Ben Nadel
On User Experience (UX) Design, JavaScript, ColdFusion, Node.js, Life, and Love.
I am the chief technical officer at InVision App, Inc - a prototyping and collaboration platform for designers, built by designers. I also rock out in JavaScript and ColdFusion 24x7.
Meanwhile on Twitter
Loading latest tweet...
Ben Nadel at the jQuery Conference 2011 (Cambridge, MA) with:

SQL COUNT( NULLIF( .. ) ) Is Totally Awesome

By Ben Nadel on
Tags: SQL

Using the SQL GROUP BY clause is really awesome. It makes gathering data "about" the data very easy. Sometimes, though, when you group data, not only do you want to count the number of records in a given group, you want to count the number of records in a group with a given property. This is something that is not as easy. One of the first things you might learn with a SQL COUNT() aggregate is that it can use the DISTINCT directive:

  • SELECT
  • (
  • COUNT( DISTINCT o.user_id )
  • ) AS unique_user_count
  • FROM
  • [order] o
  • GROUP BY
  • o.date_ordered

The above query would give you the number of distinct users that placed orders on any given day. So, if one user places two orders in a single day, that user would still only count as one item in the above query. This is very cool, but what happens when you need more information.
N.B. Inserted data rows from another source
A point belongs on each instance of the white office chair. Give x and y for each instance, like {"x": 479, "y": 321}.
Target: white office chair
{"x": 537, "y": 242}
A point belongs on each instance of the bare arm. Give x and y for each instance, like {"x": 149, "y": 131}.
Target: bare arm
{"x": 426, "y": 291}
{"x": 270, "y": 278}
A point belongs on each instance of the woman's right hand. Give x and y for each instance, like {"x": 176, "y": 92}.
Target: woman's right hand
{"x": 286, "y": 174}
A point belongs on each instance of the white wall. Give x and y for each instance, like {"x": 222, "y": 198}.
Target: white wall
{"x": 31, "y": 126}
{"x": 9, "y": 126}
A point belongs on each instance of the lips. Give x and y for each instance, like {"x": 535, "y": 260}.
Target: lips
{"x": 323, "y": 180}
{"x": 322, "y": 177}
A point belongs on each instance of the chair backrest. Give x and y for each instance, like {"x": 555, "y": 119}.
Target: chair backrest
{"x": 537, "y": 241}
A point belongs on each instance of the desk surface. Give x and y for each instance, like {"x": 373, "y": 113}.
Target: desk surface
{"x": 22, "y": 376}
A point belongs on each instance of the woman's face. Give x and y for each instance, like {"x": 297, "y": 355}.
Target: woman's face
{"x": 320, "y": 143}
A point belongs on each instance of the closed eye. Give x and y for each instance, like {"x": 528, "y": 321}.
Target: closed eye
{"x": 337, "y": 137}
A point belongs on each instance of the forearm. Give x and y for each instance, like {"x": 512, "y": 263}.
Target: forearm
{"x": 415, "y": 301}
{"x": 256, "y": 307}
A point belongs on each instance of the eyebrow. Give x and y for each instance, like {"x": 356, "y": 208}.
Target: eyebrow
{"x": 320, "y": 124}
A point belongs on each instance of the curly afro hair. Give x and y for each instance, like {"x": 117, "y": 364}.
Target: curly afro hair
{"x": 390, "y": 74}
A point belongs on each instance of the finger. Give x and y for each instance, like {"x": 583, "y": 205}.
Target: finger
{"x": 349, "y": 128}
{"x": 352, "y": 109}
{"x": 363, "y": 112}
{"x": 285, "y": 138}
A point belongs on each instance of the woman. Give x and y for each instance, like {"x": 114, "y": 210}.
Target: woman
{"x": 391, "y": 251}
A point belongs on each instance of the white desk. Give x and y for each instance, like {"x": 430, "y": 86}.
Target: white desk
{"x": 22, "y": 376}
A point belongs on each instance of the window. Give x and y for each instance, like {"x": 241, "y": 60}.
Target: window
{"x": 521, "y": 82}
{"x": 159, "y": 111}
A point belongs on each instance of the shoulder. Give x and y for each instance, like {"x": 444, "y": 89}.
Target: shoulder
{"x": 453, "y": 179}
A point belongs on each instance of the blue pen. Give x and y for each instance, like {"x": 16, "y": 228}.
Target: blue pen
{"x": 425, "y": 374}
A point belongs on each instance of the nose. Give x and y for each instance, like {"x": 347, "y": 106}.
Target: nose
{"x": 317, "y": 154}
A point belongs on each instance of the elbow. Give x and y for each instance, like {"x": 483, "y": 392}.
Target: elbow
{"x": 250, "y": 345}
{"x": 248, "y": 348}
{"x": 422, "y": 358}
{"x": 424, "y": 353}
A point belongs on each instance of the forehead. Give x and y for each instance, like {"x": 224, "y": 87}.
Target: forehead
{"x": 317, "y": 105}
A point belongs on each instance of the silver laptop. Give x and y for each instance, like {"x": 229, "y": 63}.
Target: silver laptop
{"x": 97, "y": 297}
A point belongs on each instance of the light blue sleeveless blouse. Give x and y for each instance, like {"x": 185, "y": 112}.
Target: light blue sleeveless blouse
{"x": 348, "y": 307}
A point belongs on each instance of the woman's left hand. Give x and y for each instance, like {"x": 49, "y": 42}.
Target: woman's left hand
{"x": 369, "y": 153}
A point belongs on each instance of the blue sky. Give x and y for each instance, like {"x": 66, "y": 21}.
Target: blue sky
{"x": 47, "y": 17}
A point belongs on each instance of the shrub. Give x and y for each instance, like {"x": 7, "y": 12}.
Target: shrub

Take for example, this in-memory SQL data table that has a list of girls, some of which I have dated and some of which are just friends:

  • <!--- Create in-memory SQL table. --->
  • DECLARE @girl TABLE (
  • name VARCHAR( 30 ),
  • hair VARCHAR( 10 ),
  • did_date TINYINT
  • );
  •  
  •  
  • <!--- Populate table. --->
  • INSERT INTO @girl
  • (name,hair,did_date) VALUES ('Azure','Brunette',0);
  •  
  • INSERT INTO @girl
  • (name,hair,did_date) VALUES ('Sarah','Brunette',1);
  •  
  • INSERT INTO @girl
  • (name,hair,did_date) VALUES ('Ashley','Brunette',1);
  •  
  • INSERT INTO @girl
  • (name,hair,did_date) VALUES ('Heather','Blonde',1);

Notice that the "did_date" column can have either a one or a zero in it indicating what type of relationship this female is to me. Now, let's say I want to gather information about my relationships and the hair color of the girls involved. I can easily get the count of the girls grouped by hair color:

  • <cfquery name="qGirl" datasource="...">
  • <!--- ... CODE TO BUILD TABLE (above) HERE.... --->
  •  
  • SELECT
  • g.hair,
  • (
  • COUNT( * )
  • ) AS girl_count
  • FROM
  • @girl g
  • GROUP BY
  • g.hair
  • </cfquery>

That gives me the following data:


 
 
 

 
SQL COUNT( NULLIF() )  
 
 
 

But what happens if, for each hair color, I want to figure how many I have dated and how many I have not dated. I want to try to do something like this:

  • <cfquery name="qGirl" datasource="...">
  • <!--- ... CODE TO BUILD TABLE (above) HERE.... --->
  •  
  • SELECT
  • g.hair,
  • (
  • COUNT( * )
  • ) AS girl_count,
  • (
  • COUNT( did_date = 1 )
  • ) AS did_date_count
  • FROM
  • @girl g
  • GROUP BY
  • g.hair
  • </cfquery>

The goal here is to use "did_date = 1" to get the count of girls I dated. Unfortunately, this throws the error:

Error Executing Database Query. [Macromedia][SQLServer JDBC Driver][SQLServer]Line 28: Incorrect syntax near '='.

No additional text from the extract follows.